Perundingan antara kedua belah pihak tidak berjalan dengan jujur. Amr bin Ash  membuat tipuan terhadap Abu Musa dengan mengatakan bahawa konflik yang terjadi adalah disebabkan oleh dua orang, yaitu Ali dan Muawiyah, maka untuk menciptakan perdamaian kedua orang itu harus dipecat dan kemudian diserahkan kepada umat Islam untuk memilih khalifah baru. Tipuan itu berhasil. Amru memberikan kesempatan pertama kepada Abu Musa untuk naik mimbar; Abu Musa mengumumkan pemecatan Ali. Sesudah itu Amru naik mimbar pula, ia menerima pemecatan Ali dan kerana Ali sudah dipecat khalifah tinggal seorang sahaja lagi, yaitu Muawiyah menetapkan Muawiyah sebagai khalifah umat Islam seluruhnya. Tentu saja kelompok Ali tidak puas hati.
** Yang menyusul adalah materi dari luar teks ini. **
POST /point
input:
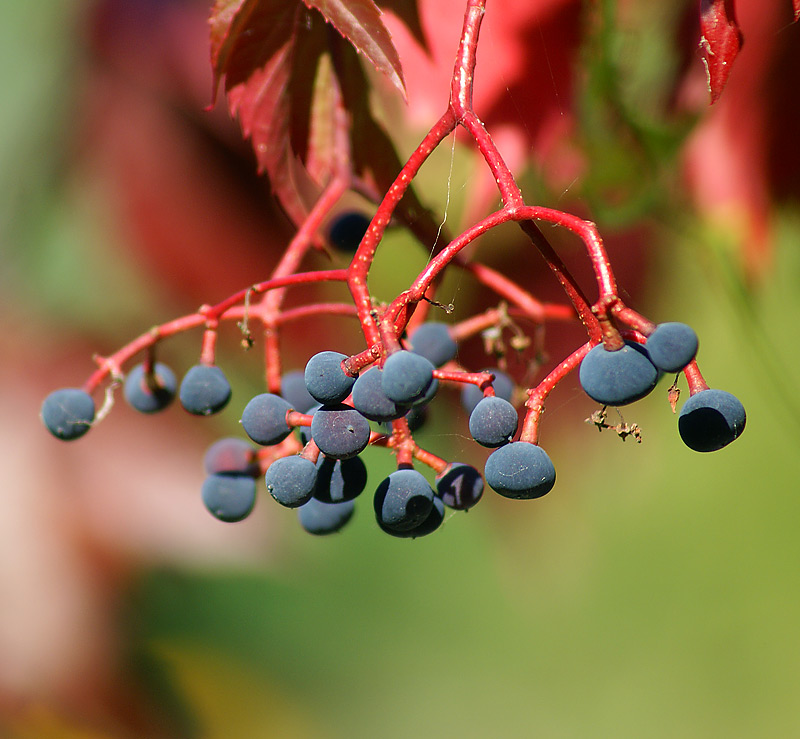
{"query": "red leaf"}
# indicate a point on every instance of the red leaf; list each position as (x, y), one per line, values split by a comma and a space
(263, 105)
(359, 21)
(720, 42)
(408, 12)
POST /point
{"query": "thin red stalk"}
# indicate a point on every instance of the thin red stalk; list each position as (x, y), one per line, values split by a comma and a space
(481, 379)
(364, 256)
(537, 395)
(290, 261)
(583, 229)
(694, 378)
(437, 464)
(207, 316)
(300, 278)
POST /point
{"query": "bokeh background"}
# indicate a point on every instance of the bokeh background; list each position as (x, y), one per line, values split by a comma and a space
(655, 592)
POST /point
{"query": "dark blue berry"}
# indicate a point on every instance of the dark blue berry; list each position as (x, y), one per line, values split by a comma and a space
(493, 422)
(710, 420)
(68, 413)
(503, 388)
(431, 523)
(672, 346)
(403, 500)
(617, 377)
(293, 389)
(264, 419)
(406, 377)
(347, 230)
(460, 486)
(204, 390)
(229, 497)
(370, 400)
(290, 480)
(231, 455)
(339, 479)
(520, 470)
(325, 379)
(150, 393)
(339, 431)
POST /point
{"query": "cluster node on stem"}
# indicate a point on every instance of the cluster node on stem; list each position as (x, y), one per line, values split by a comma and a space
(309, 427)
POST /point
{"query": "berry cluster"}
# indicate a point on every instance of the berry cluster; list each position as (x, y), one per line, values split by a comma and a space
(307, 431)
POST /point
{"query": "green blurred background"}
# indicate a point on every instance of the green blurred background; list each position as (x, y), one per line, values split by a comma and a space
(654, 593)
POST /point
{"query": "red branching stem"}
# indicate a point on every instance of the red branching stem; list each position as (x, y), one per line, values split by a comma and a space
(482, 379)
(537, 395)
(505, 288)
(209, 346)
(466, 56)
(207, 316)
(353, 365)
(506, 184)
(694, 378)
(310, 451)
(586, 230)
(437, 464)
(364, 256)
(315, 310)
(299, 278)
(289, 263)
(295, 419)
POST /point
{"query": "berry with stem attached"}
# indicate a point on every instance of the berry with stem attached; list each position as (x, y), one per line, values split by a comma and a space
(204, 390)
(672, 346)
(618, 377)
(520, 470)
(150, 392)
(229, 497)
(710, 420)
(68, 413)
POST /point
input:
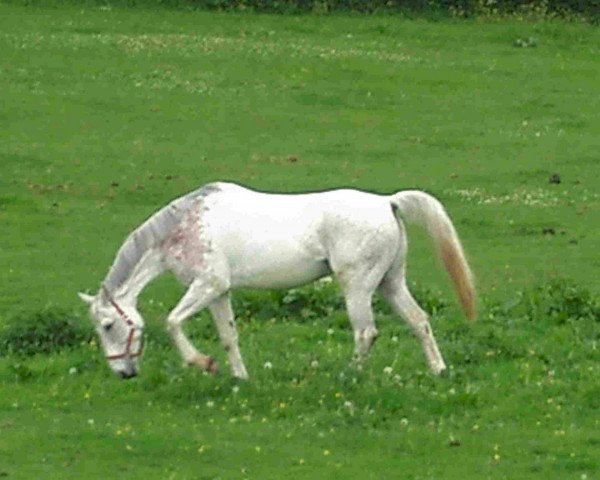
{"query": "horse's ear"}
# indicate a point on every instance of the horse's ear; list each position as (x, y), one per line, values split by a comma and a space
(86, 298)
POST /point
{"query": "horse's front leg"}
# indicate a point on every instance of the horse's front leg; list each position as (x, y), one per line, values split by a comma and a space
(198, 296)
(223, 316)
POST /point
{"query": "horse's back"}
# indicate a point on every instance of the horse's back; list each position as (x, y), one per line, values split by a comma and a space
(280, 240)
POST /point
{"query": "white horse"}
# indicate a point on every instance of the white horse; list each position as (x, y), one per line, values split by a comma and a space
(223, 236)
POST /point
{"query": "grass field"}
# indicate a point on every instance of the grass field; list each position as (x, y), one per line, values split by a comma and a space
(107, 114)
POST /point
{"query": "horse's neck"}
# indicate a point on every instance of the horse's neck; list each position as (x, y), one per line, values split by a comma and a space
(147, 269)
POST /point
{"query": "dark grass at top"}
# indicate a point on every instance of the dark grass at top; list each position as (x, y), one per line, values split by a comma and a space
(432, 9)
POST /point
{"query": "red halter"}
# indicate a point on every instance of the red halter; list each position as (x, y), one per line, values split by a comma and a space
(132, 328)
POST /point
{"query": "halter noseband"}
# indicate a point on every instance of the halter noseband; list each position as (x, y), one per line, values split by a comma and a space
(132, 328)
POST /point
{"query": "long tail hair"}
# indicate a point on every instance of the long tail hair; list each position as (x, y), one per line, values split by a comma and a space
(420, 208)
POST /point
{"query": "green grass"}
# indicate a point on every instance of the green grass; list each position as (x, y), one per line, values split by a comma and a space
(107, 114)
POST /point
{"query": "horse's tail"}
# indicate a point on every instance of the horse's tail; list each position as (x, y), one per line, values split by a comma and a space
(421, 208)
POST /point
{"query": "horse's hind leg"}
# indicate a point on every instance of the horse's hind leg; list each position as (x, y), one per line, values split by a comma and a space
(395, 290)
(224, 320)
(198, 296)
(358, 293)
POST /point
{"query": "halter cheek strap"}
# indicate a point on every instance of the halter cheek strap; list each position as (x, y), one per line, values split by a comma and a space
(132, 328)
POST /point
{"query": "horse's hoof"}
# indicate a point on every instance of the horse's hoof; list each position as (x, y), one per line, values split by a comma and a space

Perundingan tersebut bukan saja tidak menyelesaikan konflik, tetapi malah menimbulkan kelompok baru. Kelompok Ali terpecah menjadi dua; Pertama, yang tetap setia kepadanya (belakang hari disebut syiah); Kedua, yang memberontak, keluar dari kelompok Ali dan berbalik menjadi musuhnya, karena tidak puas dengan keputusan Ali untuk mengikuti perundingan diatas (kelompok ini disebut Khawarij). Kelompok ini pada mulanya memaksa Ali untuk ikut bertahkim, tetapi setelah Ali menerima tahkim mereka menolaknya; Mereka memakai semboyan La hukma illa lillah (Tidak ada hukum (keputusan) melainkan bagi Allah semata).[16]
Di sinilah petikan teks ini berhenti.